ByteDance has been in the midst of controversy for its ties with the Chinese state. A report submitted to the Australian Senate in August 2023 by a quartet of researchers said that ByteDance should be called a “hybrid” state-private entity because it is “intertwined” with the government in Beijing.

The company has faced bans on its social media app TikTok across multiple countries due to data security concerns.

Using OpenAI’s GPT to build its own model

ByteDance faced backlash in December 2023 after it was accused of secretly using OpenAI’s technology to build its own models. According to internal ByteDance documents cited by The Verge, the Chinese company has relied on OpenAI’s API “during nearly every phase of development” of its foundational LLM.

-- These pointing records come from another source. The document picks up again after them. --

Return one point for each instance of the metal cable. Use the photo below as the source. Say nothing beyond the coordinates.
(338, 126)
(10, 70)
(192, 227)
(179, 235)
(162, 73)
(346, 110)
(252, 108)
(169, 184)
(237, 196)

OpenAI halted ByteDance's account due to uncertainties surrounding the usage of GPT’s data. OpenAI explicitly forbids users from creating competing AI models by using the output generated by ChatGPT.

ByteDance denied any wrongdoing. As reported by CNN, the company’s spokesperson claimed that their engineering team uses OpenAI’s GPT, along with other third-party models, to a very limited extent during the evaluation and testing process.

According to the spokesperson, the company uses GPT’s API to power products and features in markets outside China. The company uses its own self-developed AI model to power a ChatGPT-like tool called Doubao, which is available only in China.